Jared shrugged, like Just wait and see.
“Besides, HR would of pulled the alarm,” I said, but mostly to convince myself. I wasn’t worried about raiders—no one, no matter how strung out on shiver, would dream of attacking Crunchtown, not with its security force and the watchtowers and the HR goons strutting the streets showing off their ammunition (but remembering to smile!).
The problem with foreigners was simple: they carried disease. When I was a kid, a few hundred desperate backlanders, fleeing violence at the border of Sinopec-TeMaRex Affiliated, made it to Crunch 407. The board of directors stuck them down in Low Hill, and a week later half of us were laid flat by the C-1 virus, one of the worst superflus that ever hit. Two thousand crumbs died in less than a week. Now foreigners had to go through quarantine, even if they were just passing through.

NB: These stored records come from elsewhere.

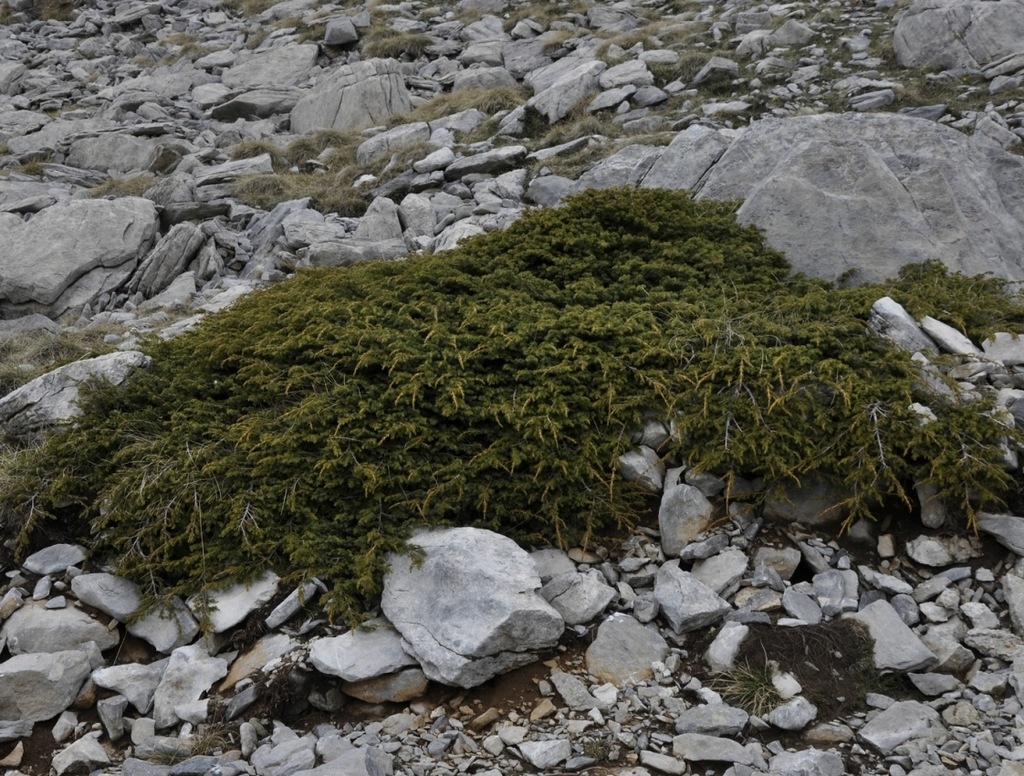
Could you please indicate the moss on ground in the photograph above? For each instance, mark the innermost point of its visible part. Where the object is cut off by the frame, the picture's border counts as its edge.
(313, 425)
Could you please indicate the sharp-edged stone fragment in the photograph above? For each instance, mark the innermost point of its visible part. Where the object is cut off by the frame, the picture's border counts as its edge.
(226, 607)
(54, 559)
(51, 399)
(896, 646)
(683, 515)
(189, 674)
(370, 650)
(712, 720)
(469, 607)
(37, 686)
(136, 682)
(686, 603)
(903, 721)
(1007, 529)
(695, 747)
(165, 629)
(82, 756)
(37, 629)
(544, 755)
(352, 96)
(579, 597)
(623, 651)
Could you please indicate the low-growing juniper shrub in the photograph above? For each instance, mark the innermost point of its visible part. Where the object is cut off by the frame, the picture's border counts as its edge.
(315, 424)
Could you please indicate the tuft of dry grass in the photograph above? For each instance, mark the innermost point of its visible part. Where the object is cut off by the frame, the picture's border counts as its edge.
(381, 40)
(115, 187)
(329, 192)
(250, 7)
(487, 101)
(26, 356)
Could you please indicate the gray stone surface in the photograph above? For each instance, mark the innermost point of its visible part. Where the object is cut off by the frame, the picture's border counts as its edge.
(794, 715)
(579, 597)
(469, 609)
(365, 652)
(136, 682)
(696, 747)
(1007, 529)
(41, 258)
(167, 628)
(958, 35)
(901, 722)
(896, 646)
(890, 319)
(624, 650)
(189, 674)
(352, 96)
(50, 399)
(54, 559)
(37, 629)
(228, 606)
(887, 209)
(684, 513)
(686, 603)
(38, 686)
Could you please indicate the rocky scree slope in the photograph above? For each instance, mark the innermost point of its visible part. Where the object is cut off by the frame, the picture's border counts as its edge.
(162, 159)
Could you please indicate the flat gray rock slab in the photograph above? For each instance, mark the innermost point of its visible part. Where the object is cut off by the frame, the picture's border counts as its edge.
(54, 559)
(189, 674)
(229, 606)
(469, 606)
(579, 597)
(41, 258)
(958, 202)
(624, 650)
(899, 723)
(165, 629)
(686, 602)
(896, 646)
(39, 686)
(368, 651)
(808, 763)
(399, 687)
(352, 96)
(51, 398)
(695, 747)
(961, 35)
(794, 715)
(722, 572)
(1007, 529)
(544, 755)
(712, 720)
(683, 514)
(36, 629)
(136, 682)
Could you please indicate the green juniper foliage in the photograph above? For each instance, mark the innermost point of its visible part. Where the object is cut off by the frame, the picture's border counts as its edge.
(316, 423)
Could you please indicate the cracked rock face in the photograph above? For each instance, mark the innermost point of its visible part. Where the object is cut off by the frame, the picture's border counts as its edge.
(470, 609)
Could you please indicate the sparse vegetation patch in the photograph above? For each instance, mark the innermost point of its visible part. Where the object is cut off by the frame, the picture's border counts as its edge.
(316, 423)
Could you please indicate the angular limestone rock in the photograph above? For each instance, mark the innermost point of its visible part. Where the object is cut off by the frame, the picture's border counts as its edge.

“There are two of them,” Annalee said suddenly. “A tall one, and a short one.”
I notched my zoom a little further. She was right: as I watched, the shadow fissured in two and then globbed together again.
“Maybe a dwarf,” Jared said.
“Or a hobbit,” I put in. A few years ago, Billy Lou Ropes had somehow rounded up a few old books—real ones, made of paper—and one of them was called The Hobbit. I’d never gotten used to reading—the text didn’t move or scroll or link to videos; it couldn’t read itself out loud, even—but I liked the picture on the cover, and the smell of the pages, which reminded me of my mom’s old maps.
“Or a child,” Annalee said.
The idea hovered uneasily between us: a little kid, maybe sick with something, maybe starving or thirsty for water or slashed up by the roadslicks who made their living taking tolls from travelers.